The reverse implication holds provided that there is \(k\in {\text {sd}}\,{(-H(B))}\) such that \(-\mathcal {H}\,\!(B)\) is k-vectorially closed.

Proof

Assume that \(A\le _\varTheta ^{u} B \Longleftrightarrow A \subseteq B - \varTheta \Longleftrightarrow \mathcal {H}\,\!(A) \subseteq \mathcal {H}\,\!(B)\). For every \({k}\in {\text {sd}}\,(-\mathcal {H}\,\!(B))\) and for every \(a\in \mathcal {H}\,\!(A) \subseteq \mathcal {H}\,\!(B)\), we have \(a\in 0{k}+\mathcal {H}\,\!(B)\) and thus

$$\begin{aligned} s_{B,k}(a) = \inf \{t\in \mathbb {R}\;:\; a\in t{k}+ \mathcal {H}\,\!(B)\} \le 0. \end{aligned}$$

Therefore, (11) holds.

Assume now that (11) holds for some \(k\in {\text {sd}}\,{(-\mathcal {H}\,\!(B))}\) and \(-\mathcal {H}\,\!(B)\) is a k-vectorially closed set. By Proposition 3.2, we have \(\mathcal {H}\,\!(A) \subseteq \mathrm{vcl}\,_k \mathcal {H}\,\!(B) = \mathcal {H}\,\!(B)\). By Proposition 3.1 (iv), the last inclusion is equivalent to \(A \le _\varTheta ^{u} B\).
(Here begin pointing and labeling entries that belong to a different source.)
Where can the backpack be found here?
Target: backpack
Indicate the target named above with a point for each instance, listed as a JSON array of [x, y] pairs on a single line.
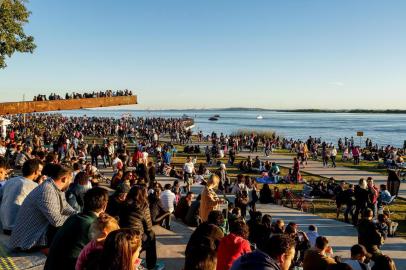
[[242, 198]]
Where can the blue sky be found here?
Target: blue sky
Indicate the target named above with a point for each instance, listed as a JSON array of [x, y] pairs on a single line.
[[213, 53]]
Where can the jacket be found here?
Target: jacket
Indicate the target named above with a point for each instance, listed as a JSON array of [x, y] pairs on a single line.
[[314, 260], [12, 196], [44, 206], [69, 241], [231, 248], [361, 196], [136, 217], [208, 203], [257, 260], [368, 235]]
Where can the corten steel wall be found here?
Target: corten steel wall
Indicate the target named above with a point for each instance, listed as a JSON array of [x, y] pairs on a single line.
[[69, 104]]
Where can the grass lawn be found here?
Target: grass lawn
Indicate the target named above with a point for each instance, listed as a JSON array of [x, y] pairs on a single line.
[[322, 207], [369, 166]]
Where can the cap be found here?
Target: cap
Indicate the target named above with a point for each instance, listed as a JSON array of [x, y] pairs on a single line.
[[359, 249], [123, 188]]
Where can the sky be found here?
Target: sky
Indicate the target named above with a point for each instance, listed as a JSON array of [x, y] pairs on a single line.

The proof is complete. \(\square \)

Remark 3.2

(Comparisons with known results) In [24, Theorem 3], Köbis and Tammer formulated the following characterization for the upper set-less relation \(\le _C^{u}\) in a real linear topological space Y equipped with a nontrivial, closed, convex, and pointed cone C of Y. For any two sets \(A, B \subseteq Y\), we have

$$\begin{aligned} A\le _C^{u} B \Longrightarrow \forall {k}\in C\setminus \{0\}, \sup _{a\in A}\inf _{b\in B}\varphi _{C,k}(a - b)\le 0. \end{aligned}$$
(12)

Assume that there is \({k}\in C\setminus \{0\}\) such that for all \(a\in A\) the infimum \(\inf _{b\in B}\varphi _{C,k}(a - b)\) is attained, which is called the attainment property on \(a-B\) for all \(a\in A\). Then, the converse of (12) holds.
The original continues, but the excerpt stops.